13 February 2015 : Animal Research
Effects of Rapamycin on Reduction of Peridural Fibrosis: An Experimental Study
Like LuoBCD, Chifei ZhangEF, Jinmin ZhaoBEG, Qingjun WeiAG, Xiaofeng LiBEDOI: 10.12659/MSM.893165
Med Sci Monit 2015; 21:482-488
Abstract
BACKGROUND: Peridural fibrosis (PF) is a normal complication after lumbar surgery. It is a challenge for both surgeons and patients. Rapamycin (RPM), a novel antibiotic with anti-proliferative and immunosuppressive properties, has been shown to be effective in preventing uncontrolled scar proliferation diseases. The object of the present research was to investigate the effects of RPM on inhibiting PF in vitro and in vivo.
MATERIAL AND METHODS: In vitro, the fibroblasts collected and isolated from the rat tail skin were cultured with/without RPM and cell counting was performed. In vivo, the double-blinded study was conducted in 60 healthy Wistar rats divided randomly into 3 groups: 1) RPM treatment group; 2) Vehicle treatment group; 3) Control group. Rats underwent a L1-L2 level laminectomy with a satisfactory anesthetization. Four weeks post-operatively, the Rydell score, histological analysis, hydroxyproline content, vimentin expressional level, and inflammatory cytokines expressional levels were assessed.

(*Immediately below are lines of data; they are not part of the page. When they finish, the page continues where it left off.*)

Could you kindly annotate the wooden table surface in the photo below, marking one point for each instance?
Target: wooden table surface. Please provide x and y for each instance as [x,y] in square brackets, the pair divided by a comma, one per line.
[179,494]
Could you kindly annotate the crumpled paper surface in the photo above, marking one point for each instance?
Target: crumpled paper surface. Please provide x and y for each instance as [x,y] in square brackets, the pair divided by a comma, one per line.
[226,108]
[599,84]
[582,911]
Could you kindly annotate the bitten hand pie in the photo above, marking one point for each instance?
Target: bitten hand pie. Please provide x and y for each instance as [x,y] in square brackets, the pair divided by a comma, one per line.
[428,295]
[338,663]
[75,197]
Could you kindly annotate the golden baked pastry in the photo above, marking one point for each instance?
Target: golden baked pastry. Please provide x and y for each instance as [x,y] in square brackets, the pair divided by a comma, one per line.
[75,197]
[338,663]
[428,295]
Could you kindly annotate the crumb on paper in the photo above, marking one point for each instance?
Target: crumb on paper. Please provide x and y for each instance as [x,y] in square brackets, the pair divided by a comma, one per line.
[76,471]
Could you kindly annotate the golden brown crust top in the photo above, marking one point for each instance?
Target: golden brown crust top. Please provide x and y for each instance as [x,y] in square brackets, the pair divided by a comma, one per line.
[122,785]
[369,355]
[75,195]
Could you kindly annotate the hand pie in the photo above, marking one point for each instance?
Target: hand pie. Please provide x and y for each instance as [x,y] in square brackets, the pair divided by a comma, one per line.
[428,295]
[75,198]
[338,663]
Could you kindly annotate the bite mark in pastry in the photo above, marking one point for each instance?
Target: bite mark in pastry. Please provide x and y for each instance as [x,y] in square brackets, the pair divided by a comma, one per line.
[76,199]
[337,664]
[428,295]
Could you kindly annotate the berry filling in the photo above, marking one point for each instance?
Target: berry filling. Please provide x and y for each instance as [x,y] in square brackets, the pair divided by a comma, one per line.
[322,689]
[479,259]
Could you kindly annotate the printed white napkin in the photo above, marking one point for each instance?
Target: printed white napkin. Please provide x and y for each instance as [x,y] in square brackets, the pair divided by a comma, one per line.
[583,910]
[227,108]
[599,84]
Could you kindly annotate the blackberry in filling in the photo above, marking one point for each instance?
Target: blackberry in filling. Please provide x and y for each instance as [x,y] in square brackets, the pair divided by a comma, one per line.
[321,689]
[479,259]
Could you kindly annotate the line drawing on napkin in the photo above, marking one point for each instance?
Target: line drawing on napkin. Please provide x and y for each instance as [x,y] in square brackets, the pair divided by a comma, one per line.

RESULTS: In vitro, RPM showed ability to prevent fibroblast proliferation. In vivo, the laminectomy was well tolerated by all rats, which were killed 4 weeks post-operatively. The Rydell score, histological evaluation, hydroxyproline content, vimentin expression level, and inflammatory activity showed the positive effect of RPM in preventing peridural adhesion, inhibiting fibrotic formation and collagen synthesis, and down-regulating inflammation.
CONCLUSIONS: In the present primary study, RPM showed good efficacy in preventing the proliferation of fibroblasts. RPM can prevent rat peridural adhesion through inhibiting collagen synthesis, fibroblasts proliferation, and inflammatory activity.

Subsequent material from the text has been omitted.